Augustus Frederick Warr Explained

Augustus Frederick Warr (September 1847 – 24 March 1908) was an English solicitor from Liverpool and a Conservative Party politician. He sat in the House of Commons from 1895 to 1902.

Early life

Warr was the third son of Rev George Winter Warr, a Church of England vicar of St Saviour's Church in Liverpool and the Canon of Liverpool from 1880 until his death in 1895. He was educated at the Royal Institution School in Liverpool, and qualified as a solicitor in 1870.

He married the sister of the lawyer Gorell Barnes.

Career

Warr specialised in commercial law, on which he became an established authority. He became a partner in the firm of Batestons, Warr & Wimshurt, and served as President of the Liverpool Law Society in 1892.

He was elected as a Liverpool City Councillor in November 1894. The Conservative Member of Parliament (MP) Baron Henry de Worms was ennobled in November 1895, giving him a seat and the House of Lords and creating a vacancy in his Commons seat, the East Toxteth division of Liverpool. Warr was selected as the Conservative candidate for the resulting by-election, and was returned unopposed.

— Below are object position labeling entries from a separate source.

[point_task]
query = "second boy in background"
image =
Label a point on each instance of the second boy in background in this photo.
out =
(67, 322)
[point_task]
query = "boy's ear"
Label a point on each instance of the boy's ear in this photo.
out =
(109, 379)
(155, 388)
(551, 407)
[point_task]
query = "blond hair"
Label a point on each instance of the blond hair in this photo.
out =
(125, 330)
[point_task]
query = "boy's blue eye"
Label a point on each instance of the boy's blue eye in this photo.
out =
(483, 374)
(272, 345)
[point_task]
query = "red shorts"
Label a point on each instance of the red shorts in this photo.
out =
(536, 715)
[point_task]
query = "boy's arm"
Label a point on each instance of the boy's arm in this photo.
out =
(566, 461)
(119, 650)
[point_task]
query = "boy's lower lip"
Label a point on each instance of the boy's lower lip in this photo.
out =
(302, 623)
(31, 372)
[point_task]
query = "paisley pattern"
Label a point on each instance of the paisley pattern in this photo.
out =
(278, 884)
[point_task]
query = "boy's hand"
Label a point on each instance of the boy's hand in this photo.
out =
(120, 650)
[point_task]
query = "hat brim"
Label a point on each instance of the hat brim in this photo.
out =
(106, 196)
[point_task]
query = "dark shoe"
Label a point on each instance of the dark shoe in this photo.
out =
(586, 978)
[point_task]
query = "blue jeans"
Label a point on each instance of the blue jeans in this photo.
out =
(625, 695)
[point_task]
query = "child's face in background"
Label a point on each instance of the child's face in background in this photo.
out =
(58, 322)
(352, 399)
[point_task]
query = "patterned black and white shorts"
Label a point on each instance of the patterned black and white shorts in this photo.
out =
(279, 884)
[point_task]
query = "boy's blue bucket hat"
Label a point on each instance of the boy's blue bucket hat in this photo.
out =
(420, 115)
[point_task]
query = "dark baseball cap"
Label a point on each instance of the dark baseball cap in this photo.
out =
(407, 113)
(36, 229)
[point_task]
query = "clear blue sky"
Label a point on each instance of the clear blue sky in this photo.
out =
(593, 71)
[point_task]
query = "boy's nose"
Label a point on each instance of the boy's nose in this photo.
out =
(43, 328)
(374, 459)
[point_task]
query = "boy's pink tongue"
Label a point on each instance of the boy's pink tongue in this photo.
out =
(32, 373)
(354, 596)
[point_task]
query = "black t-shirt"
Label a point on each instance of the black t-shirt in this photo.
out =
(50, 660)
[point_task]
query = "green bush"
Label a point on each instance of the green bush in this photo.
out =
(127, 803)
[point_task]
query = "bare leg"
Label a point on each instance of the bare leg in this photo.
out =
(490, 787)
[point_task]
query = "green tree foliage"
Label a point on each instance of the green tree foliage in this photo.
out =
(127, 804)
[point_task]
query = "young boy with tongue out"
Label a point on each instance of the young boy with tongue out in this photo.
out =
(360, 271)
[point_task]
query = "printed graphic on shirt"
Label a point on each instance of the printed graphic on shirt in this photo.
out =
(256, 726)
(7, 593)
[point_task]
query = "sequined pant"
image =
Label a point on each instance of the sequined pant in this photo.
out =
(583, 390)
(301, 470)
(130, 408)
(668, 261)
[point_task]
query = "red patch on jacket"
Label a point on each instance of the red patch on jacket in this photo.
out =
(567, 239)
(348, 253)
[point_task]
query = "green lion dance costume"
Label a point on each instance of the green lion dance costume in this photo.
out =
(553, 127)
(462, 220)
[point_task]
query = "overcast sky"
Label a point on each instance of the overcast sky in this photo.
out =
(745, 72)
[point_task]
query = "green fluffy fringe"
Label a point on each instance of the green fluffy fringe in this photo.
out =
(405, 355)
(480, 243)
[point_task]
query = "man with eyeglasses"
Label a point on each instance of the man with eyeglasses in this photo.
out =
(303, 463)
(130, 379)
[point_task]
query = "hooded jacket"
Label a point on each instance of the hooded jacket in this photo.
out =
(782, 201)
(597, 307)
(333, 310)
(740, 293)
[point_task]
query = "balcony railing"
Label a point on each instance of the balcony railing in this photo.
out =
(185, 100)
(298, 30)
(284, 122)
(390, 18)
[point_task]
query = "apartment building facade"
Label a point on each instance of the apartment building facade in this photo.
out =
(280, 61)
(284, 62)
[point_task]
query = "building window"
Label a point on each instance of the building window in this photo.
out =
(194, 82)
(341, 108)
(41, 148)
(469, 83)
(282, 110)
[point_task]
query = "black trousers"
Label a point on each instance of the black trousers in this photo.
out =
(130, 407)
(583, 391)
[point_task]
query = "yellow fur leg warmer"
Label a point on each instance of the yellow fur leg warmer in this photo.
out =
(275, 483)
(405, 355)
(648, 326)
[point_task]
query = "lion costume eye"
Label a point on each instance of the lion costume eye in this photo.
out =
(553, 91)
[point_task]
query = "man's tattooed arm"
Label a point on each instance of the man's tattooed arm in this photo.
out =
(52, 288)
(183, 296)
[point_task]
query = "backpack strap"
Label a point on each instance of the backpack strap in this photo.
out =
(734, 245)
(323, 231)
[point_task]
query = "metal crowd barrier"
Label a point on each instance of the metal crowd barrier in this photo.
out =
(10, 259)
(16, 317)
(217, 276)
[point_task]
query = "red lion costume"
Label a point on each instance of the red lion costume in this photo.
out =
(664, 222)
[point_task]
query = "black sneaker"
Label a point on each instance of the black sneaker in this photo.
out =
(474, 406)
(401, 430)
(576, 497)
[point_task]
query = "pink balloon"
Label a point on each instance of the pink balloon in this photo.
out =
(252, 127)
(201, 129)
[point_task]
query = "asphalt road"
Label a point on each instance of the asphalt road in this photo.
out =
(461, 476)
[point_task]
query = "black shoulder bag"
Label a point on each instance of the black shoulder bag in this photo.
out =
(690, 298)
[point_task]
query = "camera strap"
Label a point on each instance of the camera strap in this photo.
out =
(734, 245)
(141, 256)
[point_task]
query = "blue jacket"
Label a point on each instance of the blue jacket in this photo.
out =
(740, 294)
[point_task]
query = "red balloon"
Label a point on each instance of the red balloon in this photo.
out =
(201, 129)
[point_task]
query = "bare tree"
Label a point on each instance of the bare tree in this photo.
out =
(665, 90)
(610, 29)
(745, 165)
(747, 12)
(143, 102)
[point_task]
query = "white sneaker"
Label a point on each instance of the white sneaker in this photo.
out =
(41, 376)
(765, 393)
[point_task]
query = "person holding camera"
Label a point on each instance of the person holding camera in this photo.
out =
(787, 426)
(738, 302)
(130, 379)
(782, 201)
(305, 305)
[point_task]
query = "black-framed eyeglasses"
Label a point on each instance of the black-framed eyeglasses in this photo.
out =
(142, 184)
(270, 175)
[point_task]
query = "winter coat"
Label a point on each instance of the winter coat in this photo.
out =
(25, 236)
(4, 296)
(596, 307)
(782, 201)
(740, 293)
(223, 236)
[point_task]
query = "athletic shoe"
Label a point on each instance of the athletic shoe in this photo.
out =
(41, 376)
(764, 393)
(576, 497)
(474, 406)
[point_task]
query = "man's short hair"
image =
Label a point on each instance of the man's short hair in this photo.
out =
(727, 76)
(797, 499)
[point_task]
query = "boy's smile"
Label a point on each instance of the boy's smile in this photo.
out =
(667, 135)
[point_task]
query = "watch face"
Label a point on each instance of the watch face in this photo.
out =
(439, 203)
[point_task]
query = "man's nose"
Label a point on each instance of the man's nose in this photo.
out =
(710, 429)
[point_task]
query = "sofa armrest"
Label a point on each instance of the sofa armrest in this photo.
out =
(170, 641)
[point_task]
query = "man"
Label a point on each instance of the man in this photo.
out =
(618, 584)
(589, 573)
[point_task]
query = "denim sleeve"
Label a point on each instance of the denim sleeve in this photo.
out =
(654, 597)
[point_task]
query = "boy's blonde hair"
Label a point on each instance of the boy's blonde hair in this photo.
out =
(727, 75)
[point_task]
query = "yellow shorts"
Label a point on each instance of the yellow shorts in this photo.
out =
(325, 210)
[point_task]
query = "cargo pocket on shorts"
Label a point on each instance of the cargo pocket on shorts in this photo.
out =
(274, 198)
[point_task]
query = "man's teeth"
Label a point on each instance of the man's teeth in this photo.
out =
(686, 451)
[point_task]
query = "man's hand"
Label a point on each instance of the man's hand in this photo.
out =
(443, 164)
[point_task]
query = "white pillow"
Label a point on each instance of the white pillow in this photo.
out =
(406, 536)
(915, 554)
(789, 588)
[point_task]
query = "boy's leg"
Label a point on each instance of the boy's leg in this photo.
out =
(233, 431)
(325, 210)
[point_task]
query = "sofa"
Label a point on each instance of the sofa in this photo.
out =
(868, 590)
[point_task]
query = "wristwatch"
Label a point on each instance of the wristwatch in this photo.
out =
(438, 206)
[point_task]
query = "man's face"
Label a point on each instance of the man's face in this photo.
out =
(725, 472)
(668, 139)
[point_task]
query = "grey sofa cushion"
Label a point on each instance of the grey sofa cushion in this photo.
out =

He was re-elected unopposed at the general election in 1900, but found that the increasing workload of Parliament was incompatible with his legal work in Liverpool and his wife's long-term illness. He resigned his seat on 27 October 1902 by the procedural device of accepting appointment as Steward of the Chiltern Hundreds, triggering another by-election.

Warr died suddenly at the age of 60 on 24 March 1908, after returning home from business.